Ora mi ritrovo a risolvere questo duplice problema:
- Cosa intendeva dire.
- Dove è andato.
Cominciamo col primo. Ovviamente quel "va tutto bene" era riferito ai miei auspici politici orientati verso la riforma della Costituzione ed il suo invito a star tranquillo doveva significare un buon auspicio; ma nessun altro segnale mi ha lasciato se non quella vaga parola tronca che apparentemente voleva significare un luogo ed un tempo preciso perchè voleva dire che là è successo, stava succedendo o succederà qualcosa di importante per i miei Argomenti.
Quando Donchì fa questi scherzi, mi preoccupa seriamente perchè, da una parte dice che il mio problema cessa di esser tale perchè trova la sua soluzione; dall'altra si affaccia all'orizzonte qualche altro nuovo problema capace di riaprire annnose e fastidiose questioni che considero definitivamente chiuse.
Quindi che andasse nel Maryland o nel Meridione italiano per le questioni sulle quali dovevo essere tranquilizzato non aveva più importanza perchè, nel momento d'incontrarmi, aveva presagito che qualcos'altro di molto grave stava accadendo.
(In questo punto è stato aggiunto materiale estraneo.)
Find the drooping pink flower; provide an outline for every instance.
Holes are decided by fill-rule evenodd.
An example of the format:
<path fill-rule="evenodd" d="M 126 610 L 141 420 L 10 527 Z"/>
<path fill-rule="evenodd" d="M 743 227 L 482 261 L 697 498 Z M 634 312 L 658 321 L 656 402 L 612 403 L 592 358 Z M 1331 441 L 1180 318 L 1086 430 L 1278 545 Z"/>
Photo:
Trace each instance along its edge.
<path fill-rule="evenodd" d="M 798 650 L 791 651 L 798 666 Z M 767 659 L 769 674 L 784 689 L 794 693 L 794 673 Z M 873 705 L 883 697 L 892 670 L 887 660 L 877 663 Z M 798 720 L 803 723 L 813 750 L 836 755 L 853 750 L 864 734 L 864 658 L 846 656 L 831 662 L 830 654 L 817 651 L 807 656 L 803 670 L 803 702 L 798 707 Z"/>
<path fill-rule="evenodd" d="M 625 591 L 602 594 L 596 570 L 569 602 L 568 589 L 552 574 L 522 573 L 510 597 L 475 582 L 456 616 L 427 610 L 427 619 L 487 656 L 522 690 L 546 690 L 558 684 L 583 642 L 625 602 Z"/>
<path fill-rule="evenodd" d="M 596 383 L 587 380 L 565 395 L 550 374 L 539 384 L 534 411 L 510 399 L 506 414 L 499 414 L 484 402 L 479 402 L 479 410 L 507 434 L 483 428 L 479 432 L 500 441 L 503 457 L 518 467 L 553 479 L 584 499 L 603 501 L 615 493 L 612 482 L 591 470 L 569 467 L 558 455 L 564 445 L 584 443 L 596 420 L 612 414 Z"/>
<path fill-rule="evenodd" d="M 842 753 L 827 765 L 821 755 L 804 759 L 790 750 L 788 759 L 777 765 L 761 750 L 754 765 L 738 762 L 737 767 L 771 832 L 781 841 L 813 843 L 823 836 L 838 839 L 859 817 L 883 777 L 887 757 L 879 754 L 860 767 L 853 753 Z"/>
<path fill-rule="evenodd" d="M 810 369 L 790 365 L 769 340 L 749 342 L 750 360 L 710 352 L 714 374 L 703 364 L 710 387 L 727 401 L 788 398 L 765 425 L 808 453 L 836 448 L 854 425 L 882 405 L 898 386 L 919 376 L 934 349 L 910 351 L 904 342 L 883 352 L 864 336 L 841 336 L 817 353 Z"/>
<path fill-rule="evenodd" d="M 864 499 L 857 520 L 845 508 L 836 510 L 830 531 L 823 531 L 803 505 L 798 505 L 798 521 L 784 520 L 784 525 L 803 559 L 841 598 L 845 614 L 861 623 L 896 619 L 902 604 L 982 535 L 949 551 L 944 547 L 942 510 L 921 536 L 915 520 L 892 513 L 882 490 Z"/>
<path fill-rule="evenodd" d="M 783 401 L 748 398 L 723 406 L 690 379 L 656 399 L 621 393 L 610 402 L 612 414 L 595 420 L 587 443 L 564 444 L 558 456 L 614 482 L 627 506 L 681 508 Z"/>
A questo punto mi ha lasciato solo ad osservare quale sia il nuovo panorama politico e trarne le conseguenze.
Dopo il recente scontro elettorale, risulterebbero vincenti due linee politiche contrastanti, - l'una, antica e profondamente radicata a sinistra e l'altra decisamente riformista, ma ancora divisa sul come e quali riforme da attuare - che condurranno il paese ad una situazione di stallo.
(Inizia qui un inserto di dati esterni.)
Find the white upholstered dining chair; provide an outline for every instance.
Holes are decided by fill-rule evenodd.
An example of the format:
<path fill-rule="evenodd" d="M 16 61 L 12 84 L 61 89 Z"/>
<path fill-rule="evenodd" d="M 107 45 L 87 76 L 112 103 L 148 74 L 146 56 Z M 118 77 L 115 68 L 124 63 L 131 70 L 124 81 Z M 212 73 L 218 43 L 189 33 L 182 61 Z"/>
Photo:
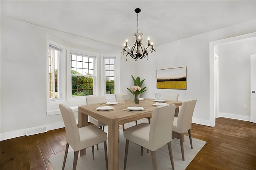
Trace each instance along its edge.
<path fill-rule="evenodd" d="M 120 102 L 129 99 L 128 94 L 126 93 L 116 93 L 115 94 L 116 101 Z"/>
<path fill-rule="evenodd" d="M 92 147 L 92 156 L 93 159 L 94 159 L 94 146 L 103 142 L 106 167 L 108 170 L 107 134 L 93 125 L 78 128 L 72 109 L 70 107 L 62 104 L 59 105 L 59 107 L 65 124 L 67 141 L 62 169 L 64 170 L 65 167 L 69 145 L 74 152 L 73 162 L 73 170 L 74 170 L 76 168 L 80 150 Z"/>
<path fill-rule="evenodd" d="M 191 129 L 192 117 L 196 103 L 196 99 L 190 99 L 182 102 L 181 106 L 180 107 L 178 117 L 175 117 L 173 121 L 172 131 L 177 133 L 178 135 L 178 138 L 180 139 L 180 143 L 181 154 L 183 160 L 185 160 L 183 147 L 184 141 L 184 134 L 183 133 L 187 131 L 188 132 L 191 149 L 193 149 L 190 129 Z M 174 134 L 173 133 L 172 133 L 173 136 L 174 136 Z"/>
<path fill-rule="evenodd" d="M 150 150 L 153 167 L 156 170 L 155 151 L 167 144 L 172 169 L 174 166 L 171 145 L 172 123 L 174 116 L 175 104 L 156 107 L 153 111 L 151 124 L 142 123 L 126 129 L 124 131 L 126 139 L 124 169 L 126 169 L 130 141 Z"/>
<path fill-rule="evenodd" d="M 179 98 L 179 94 L 171 93 L 164 93 L 162 95 L 162 98 L 165 100 L 172 100 L 177 101 Z"/>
In sè, la cosa non dovrebbe preoccupare perchè la composizione del parlamento è tale che nessun provvedimento distruttivo potrebbe passare e quindi qualsiasi governo esclusivamente espresso dalla maggioranza di centro sinistra dovrebbe inevitabilmente cadere.
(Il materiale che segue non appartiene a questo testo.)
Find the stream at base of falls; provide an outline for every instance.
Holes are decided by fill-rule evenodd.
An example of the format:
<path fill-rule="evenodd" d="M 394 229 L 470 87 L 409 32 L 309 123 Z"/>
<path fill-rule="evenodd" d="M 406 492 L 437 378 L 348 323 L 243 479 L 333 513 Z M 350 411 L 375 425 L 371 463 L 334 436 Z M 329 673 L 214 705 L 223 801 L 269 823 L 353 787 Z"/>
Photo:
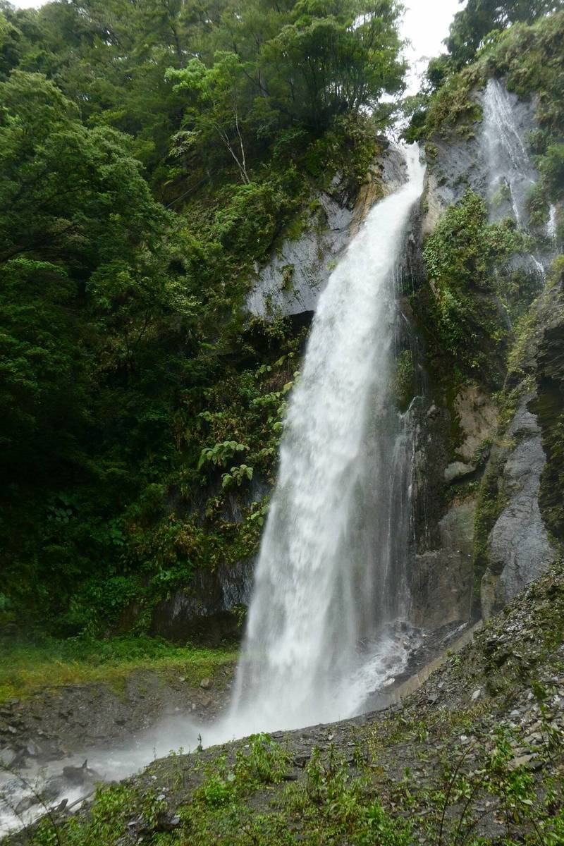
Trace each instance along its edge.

Per questa ragione si dovrebbe dar luogo o ad una nuova tornata elettorale, come auspicabile, oppure alla nomina di un nuovo governo di transizione con la creazione di una bicamerale per dar corso ad una sostanziale novazione della nostra Costituzione Repubblicana.
Così mi sembra che abbia voluto dire il mio ineffabile amico Donchì!
Ma sono preoccupato quanto e più di prima!
Mentre scrivo queste righe ricevo un messaggino:
ScripTIM by TG5:(15:03)
NIGERIA: oltre 100 persone sono morte nell'esplosione di un oleodotto vicino Lagos. Lo riferisce una televisione locale.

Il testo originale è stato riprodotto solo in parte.